Double Deep Q Network
Double Deep Q networks are an improvement to the overall architecture of Deep Q Networks. The main goal of this approach is to avoid an overestimation bias when estimating Q-Values. In a normal Deep Q Network, an overestimation bias can occur when the same set of data is used to both select and evaluate an action.
Double Deep Q Networks address that issue by using two separate sets of Q-values. The Double Deep Q network has two separate neural networks to establish action values. One network is used to select the action, and the other is used to evaluate that action. An updated equation for estimating Q-Value updates is shown below, \({\text{New}Q(s,a) = (1-\alpha)* Q(s,a) + \alpha * (r + \gamma * Q(s', \text{max}_{a'}Q(s',a')))}\)
where there are two different Q values chosen by two different networks.
Dueling Double Deep Q Network
A Dueling Double Deep Q Network (D3QN) is an extension of the Double Deep Q Network. A D3QN implements a dueling architecture, as noted by the name. A dueling architecture separates the estimation function and the value function. This is done by creating a Value Function, which represents the expected cumulative future rewards of being in a particular state, regardless of action taken. There is also an Advantage function, which represents the difference between the expected cumulative future rewards for taking an action and the value of the state. It captures the beneffit of taking a particular action in the given state. This is used in the D3QN to find the final Q value. Shown below is an example architecture of a D3QN.
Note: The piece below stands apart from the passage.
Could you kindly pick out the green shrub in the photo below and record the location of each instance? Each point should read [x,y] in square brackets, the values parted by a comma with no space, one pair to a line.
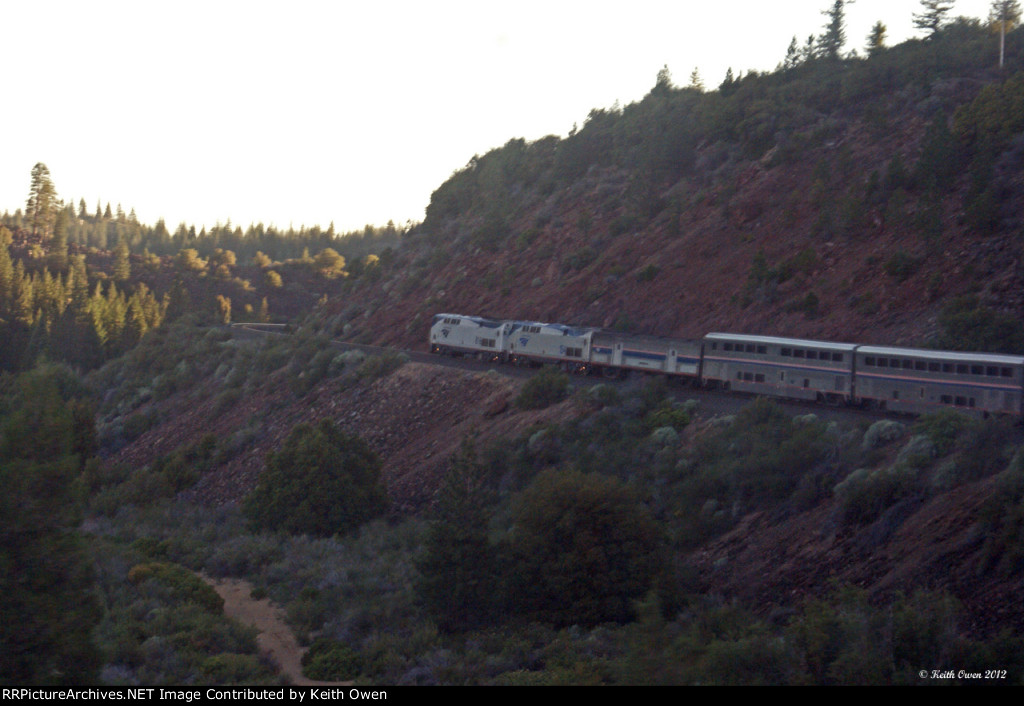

Architecture of a Dueling Double Deep Q Network
Method
For this project, I decided to try to implement the D3QN model using the gym_super_mario_bros
package. This package provides an environment and emulator, as well as ROMs for several Super Mario Bros. games.
The first thing in the model is the ReplayBuffer class. This class is an important component of the D3QN as it stores a “memory” of the past experiences in the form of (state, action, reward, next_state, done)
. During training, the agent samples a batch of experiences and updates the paramaters based on those experiences. The buffer also has a constant size, which overwrites the oldest saved experiences with newer ones. I chose to use a deque
system for my ReplayBuffer.
The next important implementation was my Agent class. The Agent class does many important things, chief among them building the D3QN model. The D3QN model consists of 3 Conv2D layers that are activated with ReLU. Then, there is a flatten layer, which prepares the data for the advantage and value streams. The advantage and value streams are both fully connected layers of 512 units. Next, a Python lambda combines the advantage and value streams. Finally, a Keras model is created, compiled, and returned. This function is shown below:
def _build_model(self):
input_shape = self.observation_shape
input_layer = Input(shape=input_shape)
conv1 = Conv2D(32, (8, 8), strides=(4, 4), activation='relu')(input_layer)
conv2 = Conv2D(64, (4, 4), strides=(2, 2), activation='relu')(conv1)
conv3 = Conv2D(64, (3, 3), strides=(1, 1), activation='relu')(conv2)
flattened = Flatten()(conv3)
# Advantage streama
fc_advantage = Dense(512, activation='elu', kernel_initializer='random_uniform')(flattened)
advantage = Dense(self.action_size, activation='linear')(fc_advantage)
# Value stream
fc_value = Dense(512, activation='elu', kernel_initializer='random_uniform')(flattened)
value = Dense(1, activation='linear')(fc_value)
# Combine advantage and value to get final Q-values
combined = Lambda(lambda x: x[1] + x[0] - K.mean(x[0], axis=1, keepdims=True), output_shape=(self.action_size,))([advantage, value])
model = Model(inputs=input_layer, outputs=combined)
model.compile(loss='mse', optimizer=Adam(lr=self.learning_rate))
return model
Once the Agent class is made, the main loop is ready to be run. The main loop essentialy instatiates the model, loads in saved weights, if there are any, and begins the episodes. Additionally, there are options to record the training as well as render it so you can watch the model learn. Finally, at the conclusion, a graph is created showing reward history over the episodes.